I wish to apply for the UCLA professional certificate in Screenwriting (on campus one). Is anybody else aware of this program? Can you share your thoughts? Also their requirement is to send a 5 page writing sample and I am told it better be in screenplay format. But does it have to be just a part of screenplay for a feature or a script for a short flm? Any idea anyone?


----------



## thehamm99 (Feb 16, 2013)

I am a "graduate" of the program last year.

I went in to it having a B.A. in a screenwriting emphasis already.

I've applied at 4 schools for MFA this year. I've been accepted at Chapman and supposed to interview at UCLA...still waiting on the other 2.

I give you a little of my history so my critique is in context.

I did the online version of the course.

For me it was every monday from 6-9pm pacific time. It was conducted on Skype, audio only, no webcams.

There were originally 8 students in class (myself and 7 others), but one guy dropped out after the first week.

The first few weeks we did some exercises, then we jumped in to script and story development. Each week we read each other's pages outside of class and brought our thoughts and observations to class. What works, what doesn't, etc.

The first unit of class was 20 weeks. The second unit was 10 weeks (but actually I think they call it 3 10 week units, but it's really just one long one and one short one). Two different teachers. But the same class for each unit. Each week there is a lecture uploaded - around an hour long- that you can watch in conjunction with your writing. Theoretically at the end you have 2 completed screenplays. 

Pros: 
-Knowledgeable and enthusiastic teachers -- at least the two I had.
-Time for your work to be critiqued. Every week we each got 20-30 minutes devoted to our work. 1000% more than in any workshop I'd had before.
-Price. $4500 is not cheap, but is compared to some other programs you could try.

cons:
-Would've liked to have had a new group of students for 2nd session of class
-2nd session is too short. I'd like to see something like 17/13...but if we're going to be screenwriters we need to learn to write faster anyways.
-The level of the other students wasn't as experienced as I had expected, but everyone can bring something to the table.
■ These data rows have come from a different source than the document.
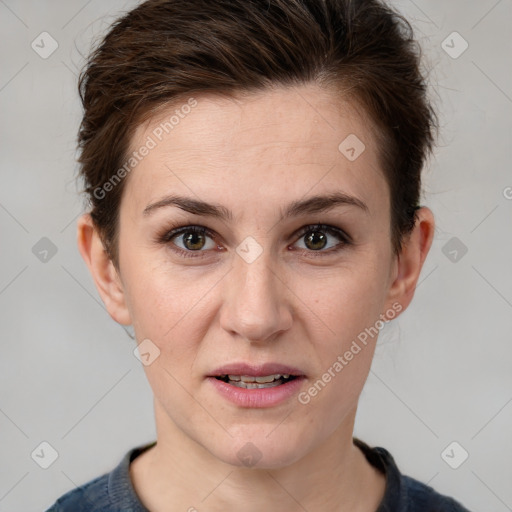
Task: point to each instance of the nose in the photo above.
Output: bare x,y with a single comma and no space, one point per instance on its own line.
256,301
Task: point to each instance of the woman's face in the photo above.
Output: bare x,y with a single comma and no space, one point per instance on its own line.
250,284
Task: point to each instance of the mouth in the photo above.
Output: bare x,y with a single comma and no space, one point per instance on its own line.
256,382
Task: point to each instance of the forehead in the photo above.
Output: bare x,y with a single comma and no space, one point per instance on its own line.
280,141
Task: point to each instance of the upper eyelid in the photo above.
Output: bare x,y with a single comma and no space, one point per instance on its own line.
298,232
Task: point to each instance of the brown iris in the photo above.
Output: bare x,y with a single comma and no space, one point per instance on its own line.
315,240
193,241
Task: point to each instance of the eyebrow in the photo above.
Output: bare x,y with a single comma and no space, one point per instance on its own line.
314,204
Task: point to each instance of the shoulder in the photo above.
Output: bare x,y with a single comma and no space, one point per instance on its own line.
420,497
111,492
403,493
90,496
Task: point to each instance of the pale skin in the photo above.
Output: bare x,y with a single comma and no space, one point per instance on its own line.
293,304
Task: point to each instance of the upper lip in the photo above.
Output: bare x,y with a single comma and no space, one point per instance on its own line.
256,370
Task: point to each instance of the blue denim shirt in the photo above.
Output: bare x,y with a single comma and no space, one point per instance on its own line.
114,492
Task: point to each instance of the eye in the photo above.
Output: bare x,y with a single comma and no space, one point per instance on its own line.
189,239
322,238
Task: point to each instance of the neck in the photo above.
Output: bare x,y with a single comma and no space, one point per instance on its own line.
179,474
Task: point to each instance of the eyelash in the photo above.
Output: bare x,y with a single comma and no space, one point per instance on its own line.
167,237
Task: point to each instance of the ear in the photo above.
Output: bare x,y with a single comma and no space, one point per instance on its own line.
102,269
409,262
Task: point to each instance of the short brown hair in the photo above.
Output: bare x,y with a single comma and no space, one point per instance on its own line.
166,50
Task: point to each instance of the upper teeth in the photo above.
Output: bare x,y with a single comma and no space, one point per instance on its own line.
261,380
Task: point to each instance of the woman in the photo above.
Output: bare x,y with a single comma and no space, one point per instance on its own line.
254,172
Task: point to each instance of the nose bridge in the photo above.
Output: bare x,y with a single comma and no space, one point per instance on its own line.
254,306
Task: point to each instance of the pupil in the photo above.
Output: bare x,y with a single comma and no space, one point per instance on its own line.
193,241
316,240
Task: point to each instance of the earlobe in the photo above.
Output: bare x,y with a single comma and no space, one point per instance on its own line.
410,261
103,271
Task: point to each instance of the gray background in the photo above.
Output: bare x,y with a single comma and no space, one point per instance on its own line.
442,371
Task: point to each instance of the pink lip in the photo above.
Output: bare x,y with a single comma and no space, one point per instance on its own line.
256,370
257,398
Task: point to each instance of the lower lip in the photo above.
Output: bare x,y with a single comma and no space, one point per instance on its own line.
259,397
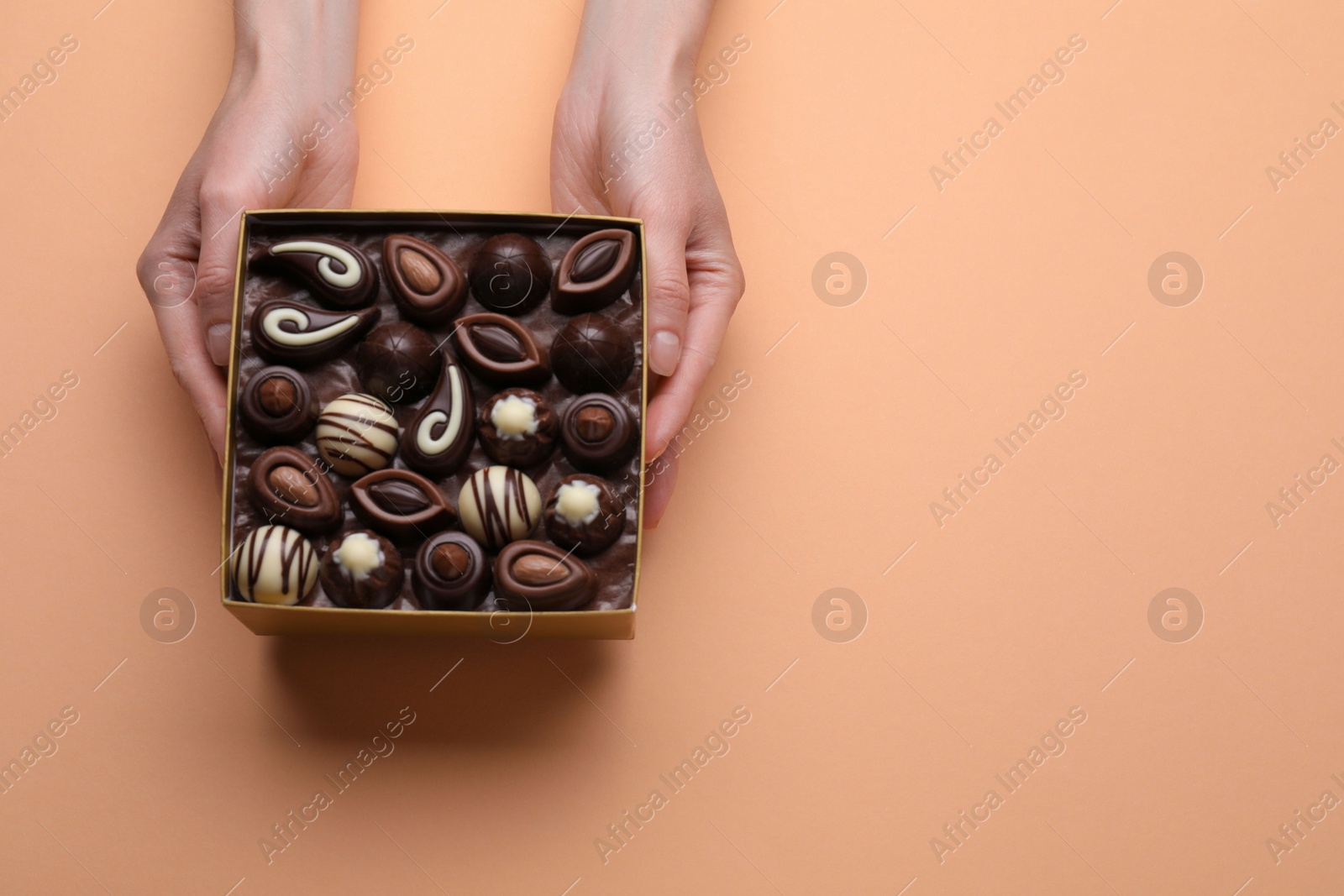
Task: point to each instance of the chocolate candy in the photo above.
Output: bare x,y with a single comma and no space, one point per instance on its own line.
425,284
584,515
511,275
450,573
277,406
501,351
356,434
398,363
338,273
293,333
286,485
595,273
535,575
517,427
401,504
440,436
275,564
362,570
499,506
593,354
597,432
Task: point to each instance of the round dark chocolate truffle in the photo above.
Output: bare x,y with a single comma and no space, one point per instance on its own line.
398,363
450,573
593,354
362,570
510,275
598,432
277,406
517,427
584,515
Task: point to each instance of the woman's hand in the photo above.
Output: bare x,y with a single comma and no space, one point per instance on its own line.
609,157
272,144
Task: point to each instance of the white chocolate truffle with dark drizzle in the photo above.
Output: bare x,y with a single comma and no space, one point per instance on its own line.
356,434
499,506
275,564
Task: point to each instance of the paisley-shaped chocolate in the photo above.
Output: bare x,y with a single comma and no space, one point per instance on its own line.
450,573
595,273
598,432
286,485
425,284
440,436
499,506
356,434
501,351
277,406
401,504
535,575
275,564
338,273
292,333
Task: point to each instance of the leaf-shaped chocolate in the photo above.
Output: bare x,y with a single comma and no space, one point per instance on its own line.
425,284
596,270
292,333
339,275
501,349
401,504
440,436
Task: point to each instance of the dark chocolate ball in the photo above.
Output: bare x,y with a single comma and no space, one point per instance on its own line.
511,275
593,354
398,363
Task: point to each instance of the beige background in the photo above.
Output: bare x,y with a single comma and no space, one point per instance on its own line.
1030,600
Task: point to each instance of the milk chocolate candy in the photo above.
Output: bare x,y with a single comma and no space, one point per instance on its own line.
289,332
440,436
338,275
450,573
425,284
286,485
535,575
595,273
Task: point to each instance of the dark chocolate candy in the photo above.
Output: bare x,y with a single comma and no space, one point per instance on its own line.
277,406
511,275
427,285
398,362
598,432
291,332
535,575
401,504
440,436
339,275
501,351
517,427
362,570
584,515
593,354
286,485
450,573
595,273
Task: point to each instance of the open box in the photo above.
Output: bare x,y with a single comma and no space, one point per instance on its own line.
611,614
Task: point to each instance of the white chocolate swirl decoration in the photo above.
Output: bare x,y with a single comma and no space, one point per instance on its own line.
356,434
423,439
302,336
349,277
499,506
275,564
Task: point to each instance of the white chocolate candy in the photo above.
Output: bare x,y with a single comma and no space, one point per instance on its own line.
276,564
499,506
356,434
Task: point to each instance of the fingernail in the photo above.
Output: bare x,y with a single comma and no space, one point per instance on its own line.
218,344
664,352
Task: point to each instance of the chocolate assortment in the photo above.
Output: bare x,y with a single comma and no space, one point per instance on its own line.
437,412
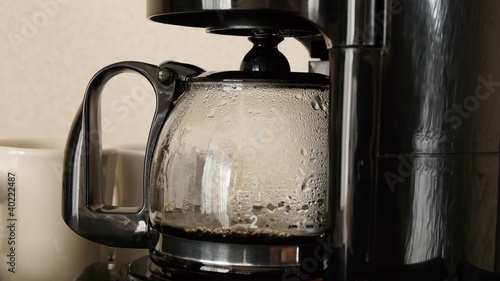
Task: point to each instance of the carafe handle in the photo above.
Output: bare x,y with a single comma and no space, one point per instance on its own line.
83,208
As far as classroom education goes, I had a good amount before and I still learned a ton.

As far as sample pages, I submitted the first 5 pages of a longer screenplay. I don't think they are extremely picky.

Good luck.


----------



## thehamm99 (Feb 16, 2013)

Oh, and I see that you are overseas.

We had a guy from Hungary in our class, so that's no issue...except our class start time was 3am for him. Lol.


----------